“Ha,” said the old man, wonderingly, “The Lochore arms.”
Sir David turned the letter in his hand.
“From your sister?” asked the simpler, with amazed emphasis.
“Once I called her so,” answered the astronomer, with an effort that told of his inner repugnance.
As one wakes from a fevered dream Ellinor awoke from her brief madness. Her father’s placid tones, the everyday obvious explanation fell upon her heart like drops of cold water. But the reaction was scarcely one of relief. How was it possible that she, Ellinor Marvel, the woman of many experiences, of the cool brain and the strong heart, should have yielded to this degrading folly, this futile jealousy? What had she done! She shivered as a rapid sequence of thought forced its logic upon her unwilling mind.

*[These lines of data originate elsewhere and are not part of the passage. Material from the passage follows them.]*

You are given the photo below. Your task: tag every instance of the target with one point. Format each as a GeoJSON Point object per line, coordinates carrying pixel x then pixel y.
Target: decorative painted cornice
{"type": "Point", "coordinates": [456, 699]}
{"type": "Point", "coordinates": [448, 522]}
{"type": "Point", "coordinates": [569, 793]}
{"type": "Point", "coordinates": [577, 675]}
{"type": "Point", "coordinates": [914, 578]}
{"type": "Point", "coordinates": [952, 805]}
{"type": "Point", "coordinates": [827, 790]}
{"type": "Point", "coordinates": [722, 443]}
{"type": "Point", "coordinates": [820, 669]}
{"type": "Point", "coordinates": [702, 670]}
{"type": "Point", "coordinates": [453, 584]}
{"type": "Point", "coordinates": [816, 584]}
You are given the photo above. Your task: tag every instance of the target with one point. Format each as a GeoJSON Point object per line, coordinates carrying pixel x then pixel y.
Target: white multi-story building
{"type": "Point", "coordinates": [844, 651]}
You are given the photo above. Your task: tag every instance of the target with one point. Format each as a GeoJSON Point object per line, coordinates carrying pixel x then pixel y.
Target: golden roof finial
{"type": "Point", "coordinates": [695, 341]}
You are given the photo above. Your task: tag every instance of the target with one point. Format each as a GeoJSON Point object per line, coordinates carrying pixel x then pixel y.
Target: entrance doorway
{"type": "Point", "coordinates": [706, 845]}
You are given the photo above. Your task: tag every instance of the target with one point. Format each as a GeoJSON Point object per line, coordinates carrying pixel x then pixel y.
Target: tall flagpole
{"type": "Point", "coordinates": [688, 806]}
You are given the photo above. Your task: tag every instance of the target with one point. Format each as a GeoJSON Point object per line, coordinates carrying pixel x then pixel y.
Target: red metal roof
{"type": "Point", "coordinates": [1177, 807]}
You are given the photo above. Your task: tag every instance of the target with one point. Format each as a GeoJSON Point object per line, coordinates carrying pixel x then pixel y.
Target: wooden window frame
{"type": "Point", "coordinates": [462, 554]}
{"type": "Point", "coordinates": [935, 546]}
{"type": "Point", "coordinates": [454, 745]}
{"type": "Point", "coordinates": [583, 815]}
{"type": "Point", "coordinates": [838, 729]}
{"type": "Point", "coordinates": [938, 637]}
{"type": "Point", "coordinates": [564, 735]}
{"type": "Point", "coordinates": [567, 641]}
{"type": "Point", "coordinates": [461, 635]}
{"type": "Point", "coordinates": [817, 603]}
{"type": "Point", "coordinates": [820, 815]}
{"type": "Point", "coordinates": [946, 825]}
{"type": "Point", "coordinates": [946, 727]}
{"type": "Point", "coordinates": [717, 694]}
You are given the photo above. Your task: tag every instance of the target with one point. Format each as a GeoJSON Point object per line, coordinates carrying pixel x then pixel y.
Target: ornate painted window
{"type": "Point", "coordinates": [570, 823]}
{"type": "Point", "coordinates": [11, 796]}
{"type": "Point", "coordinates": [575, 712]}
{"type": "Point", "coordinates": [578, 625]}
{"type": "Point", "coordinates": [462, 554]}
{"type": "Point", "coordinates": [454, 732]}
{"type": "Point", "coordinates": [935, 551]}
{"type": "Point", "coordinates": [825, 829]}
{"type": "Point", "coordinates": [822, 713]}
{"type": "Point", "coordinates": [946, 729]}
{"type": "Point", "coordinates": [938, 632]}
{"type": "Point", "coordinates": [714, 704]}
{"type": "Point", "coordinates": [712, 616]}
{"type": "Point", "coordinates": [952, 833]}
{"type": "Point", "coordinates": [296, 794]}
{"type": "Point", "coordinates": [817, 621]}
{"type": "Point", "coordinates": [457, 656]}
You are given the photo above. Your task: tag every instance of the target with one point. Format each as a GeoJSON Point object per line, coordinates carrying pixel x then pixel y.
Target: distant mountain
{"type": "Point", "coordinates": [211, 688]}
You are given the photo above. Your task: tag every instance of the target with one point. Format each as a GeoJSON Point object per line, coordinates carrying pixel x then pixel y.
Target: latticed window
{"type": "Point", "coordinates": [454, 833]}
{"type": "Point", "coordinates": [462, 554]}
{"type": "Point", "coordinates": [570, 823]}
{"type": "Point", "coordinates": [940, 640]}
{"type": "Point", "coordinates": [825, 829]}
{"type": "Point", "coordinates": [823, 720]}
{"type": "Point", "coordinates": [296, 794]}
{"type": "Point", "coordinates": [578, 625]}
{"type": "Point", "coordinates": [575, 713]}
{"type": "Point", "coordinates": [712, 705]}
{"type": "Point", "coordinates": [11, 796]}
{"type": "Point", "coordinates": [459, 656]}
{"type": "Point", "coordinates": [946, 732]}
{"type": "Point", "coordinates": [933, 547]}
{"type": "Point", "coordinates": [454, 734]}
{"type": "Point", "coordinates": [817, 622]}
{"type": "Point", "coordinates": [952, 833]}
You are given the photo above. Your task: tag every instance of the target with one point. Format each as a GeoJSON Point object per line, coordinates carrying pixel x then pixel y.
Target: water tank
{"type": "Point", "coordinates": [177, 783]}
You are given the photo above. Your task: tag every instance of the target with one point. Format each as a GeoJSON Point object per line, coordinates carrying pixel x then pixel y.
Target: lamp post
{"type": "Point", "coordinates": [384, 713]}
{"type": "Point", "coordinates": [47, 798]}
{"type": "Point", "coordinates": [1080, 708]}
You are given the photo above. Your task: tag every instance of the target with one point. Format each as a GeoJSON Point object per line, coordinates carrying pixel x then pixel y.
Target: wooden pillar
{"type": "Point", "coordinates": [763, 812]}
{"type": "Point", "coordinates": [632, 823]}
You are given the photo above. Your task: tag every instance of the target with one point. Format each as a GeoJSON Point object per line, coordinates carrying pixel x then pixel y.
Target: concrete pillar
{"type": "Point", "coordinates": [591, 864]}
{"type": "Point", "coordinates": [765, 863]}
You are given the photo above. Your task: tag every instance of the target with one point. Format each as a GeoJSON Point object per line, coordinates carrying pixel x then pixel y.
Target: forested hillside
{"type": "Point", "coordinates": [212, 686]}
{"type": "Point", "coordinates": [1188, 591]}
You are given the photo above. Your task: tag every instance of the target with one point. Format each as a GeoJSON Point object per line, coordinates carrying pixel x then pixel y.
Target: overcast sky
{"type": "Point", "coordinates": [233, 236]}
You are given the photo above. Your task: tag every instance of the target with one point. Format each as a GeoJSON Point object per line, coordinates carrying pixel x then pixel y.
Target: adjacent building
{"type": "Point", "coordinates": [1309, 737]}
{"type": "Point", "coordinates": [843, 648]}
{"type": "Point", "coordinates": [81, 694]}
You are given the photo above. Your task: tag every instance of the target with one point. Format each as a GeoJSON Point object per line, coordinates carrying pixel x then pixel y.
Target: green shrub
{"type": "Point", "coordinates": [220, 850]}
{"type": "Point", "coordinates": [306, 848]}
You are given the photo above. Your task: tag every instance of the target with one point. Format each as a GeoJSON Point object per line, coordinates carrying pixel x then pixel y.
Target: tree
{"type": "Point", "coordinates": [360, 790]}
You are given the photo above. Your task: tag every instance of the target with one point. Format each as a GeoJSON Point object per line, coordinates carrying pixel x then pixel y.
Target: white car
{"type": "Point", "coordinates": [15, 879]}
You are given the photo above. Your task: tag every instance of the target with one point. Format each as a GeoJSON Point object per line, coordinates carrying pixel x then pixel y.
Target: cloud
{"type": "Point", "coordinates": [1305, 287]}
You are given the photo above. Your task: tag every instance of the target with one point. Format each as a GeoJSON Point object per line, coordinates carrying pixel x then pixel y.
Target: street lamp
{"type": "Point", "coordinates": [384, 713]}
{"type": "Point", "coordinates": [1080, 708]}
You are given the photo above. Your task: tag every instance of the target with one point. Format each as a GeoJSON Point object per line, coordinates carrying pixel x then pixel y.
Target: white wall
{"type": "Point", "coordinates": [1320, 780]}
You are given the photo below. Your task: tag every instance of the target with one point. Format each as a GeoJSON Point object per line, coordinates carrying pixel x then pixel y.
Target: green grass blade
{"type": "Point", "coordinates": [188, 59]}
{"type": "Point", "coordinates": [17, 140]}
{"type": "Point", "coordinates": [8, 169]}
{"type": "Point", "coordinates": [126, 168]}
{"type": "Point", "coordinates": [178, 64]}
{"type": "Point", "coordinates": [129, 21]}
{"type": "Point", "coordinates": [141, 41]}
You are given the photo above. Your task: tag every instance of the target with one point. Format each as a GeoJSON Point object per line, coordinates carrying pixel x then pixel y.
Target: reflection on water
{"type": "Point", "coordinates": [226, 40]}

She had feared that the touch of some woman out of his past should reach David now, at the very moment when a lover’s heart was opening to her in his bosom. Behold! she had herself delivered him over to the one woman of all others she had most reason to dread—the woman who, out of her own outrage upon him had acquired the most influence over his life. It seemed to Ellinor as if she herself who had so laboured to call him to the present and lure him with hopes of a brighter future, had now handed him back to the slavery of the past.
The seal cracked under his fingers.
“Ah, no,” she cried, now springing forward on the new impulse. “No, no, David, do not read it! Send it back, like the others!”
He flung on her a single glance.
“It is too late,” he said, “the seal is broken.”
“Ah, me,” cried Ellinor. “And we were so happy!”